Working on a lot of JavaScript optimizations right now...
I think that the editor code (in the HTML) should be tighter. Not that it's going to change anything on compressed files, but if for any reason your server is not sending gzipped data, I've found that my optimizations, while not changing anything to the feature set, actually saves over 3KB... That's not a bandwidth saving I'm going to laugh at, really.
I'm having a couple of issues with one thing though... SMF/Wedge always define images_url in the HTML JS. In Wedge, it is we_images_url. It is only used 3 or 4 times in the entire code, and never for interesting things.
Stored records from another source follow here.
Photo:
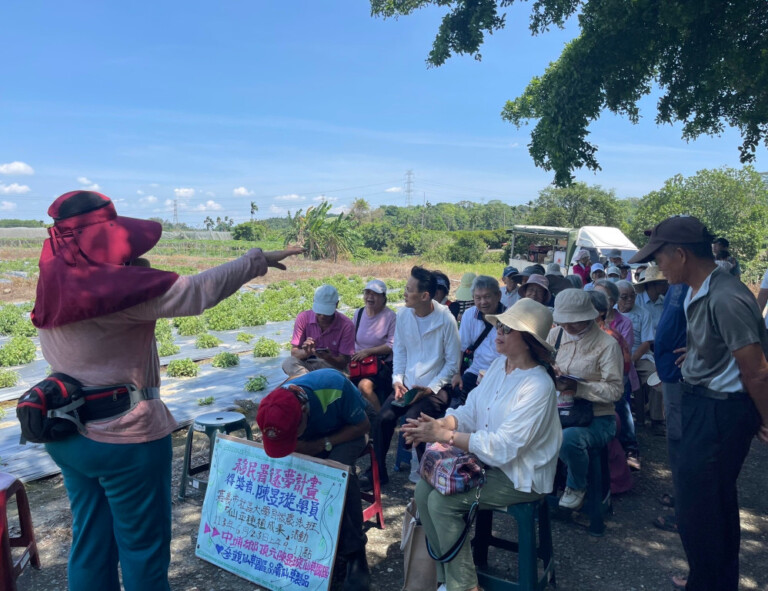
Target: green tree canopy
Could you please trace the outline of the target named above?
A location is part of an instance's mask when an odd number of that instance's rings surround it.
[[[427,62],[452,54],[480,59],[485,34],[504,28],[514,0],[371,0],[376,16],[397,17],[447,6]],[[530,29],[562,27],[578,14],[579,36],[560,58],[508,101],[502,117],[537,123],[529,152],[534,163],[569,184],[581,167],[600,168],[587,141],[601,111],[639,118],[638,101],[661,88],[657,123],[683,123],[683,138],[738,128],[742,162],[768,146],[768,5],[766,0],[537,0]]]
[[[712,234],[727,238],[735,254],[749,260],[768,235],[768,185],[750,166],[674,176],[640,201],[630,232],[632,241],[645,244],[644,230],[678,214],[696,216]]]
[[[548,187],[539,193],[528,215],[528,224],[538,226],[616,226],[621,207],[613,191],[599,185],[574,183],[569,187]]]

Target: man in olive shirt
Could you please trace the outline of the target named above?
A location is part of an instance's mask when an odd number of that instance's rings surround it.
[[[712,235],[675,216],[652,231],[630,263],[654,259],[670,283],[690,287],[683,306],[688,350],[682,365],[682,434],[673,465],[678,530],[689,590],[736,591],[736,480],[757,434],[768,442],[768,332],[749,289],[715,265]]]

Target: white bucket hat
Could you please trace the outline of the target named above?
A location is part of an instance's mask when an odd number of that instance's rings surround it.
[[[552,318],[558,324],[566,322],[584,322],[598,317],[597,310],[586,291],[566,289],[555,298],[555,311]]]
[[[537,301],[523,298],[515,302],[506,312],[498,315],[487,314],[485,319],[491,325],[501,322],[513,330],[527,332],[548,351],[555,351],[555,348],[547,343],[547,335],[552,328],[552,312]]]

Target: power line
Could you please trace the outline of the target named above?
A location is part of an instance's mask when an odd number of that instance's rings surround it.
[[[411,206],[411,192],[413,191],[413,171],[409,170],[405,173],[405,206]]]

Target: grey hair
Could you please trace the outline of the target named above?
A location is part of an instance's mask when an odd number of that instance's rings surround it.
[[[575,287],[576,289],[584,288],[584,282],[581,280],[580,275],[568,275],[566,279],[571,282],[572,287]]]
[[[635,286],[632,285],[631,281],[627,281],[626,279],[619,279],[616,282],[616,287],[618,287],[619,289],[624,288],[630,291],[635,291]]]
[[[629,281],[622,280],[624,283],[629,283]],[[618,283],[621,283],[618,282]],[[614,305],[619,303],[619,287],[618,283],[615,281],[611,281],[610,279],[598,279],[595,281],[595,287],[602,287],[605,291],[608,292],[609,298],[613,300]]]
[[[491,293],[501,293],[499,281],[490,275],[478,275],[472,280],[472,295],[475,295],[476,289],[487,289]]]
[[[602,291],[592,290],[587,292],[589,294],[589,299],[592,300],[592,306],[595,308],[595,310],[598,311],[598,313],[605,314],[608,312],[608,296],[606,296]]]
I've been looking at the code for $settings['images_url'], and I can't find any place where it is set to anything else than $settings['theme_url'] . '/images'.
So, my question would be... Can't we just print the we_theme_url variable, and add /images/ to it when needed?
I'm just worried it could be set at some point to $settings['default_theme_url'] . '/images', but I couldn't find it. (I have to say, I'm drowing in micro-optimizations right now... Big commit coming up, eh.)
If we can guarantee we never need an unsigned value, we can use that. However int is problematic because unsigned int is an unsigned 32 bit value which runs over the limit of PHP at times (and can be silently switched for a float)
Never heard about that... But yeah, I figured the signed stuff must be an oversight on the SMF devs' part.
However, I don't feel like checking all INT entries and adding unsigned to them, so if you're not interested with the idea, I guess we can simply forget about it, at least for now...
Tinyint, smallint and mediumint can all be safely made unsigned if the values never go negative.
Alrighty.
OTOH, maybe files shouldn't get a @version at all, in these conditions
It can be useful but if you're not offering patches it's almost not worth the effort. More thought needed.
Not worth adding @version to all files, or not worth removing it...?
I don't think the actual @version string is of any interest, whether in the program or legally.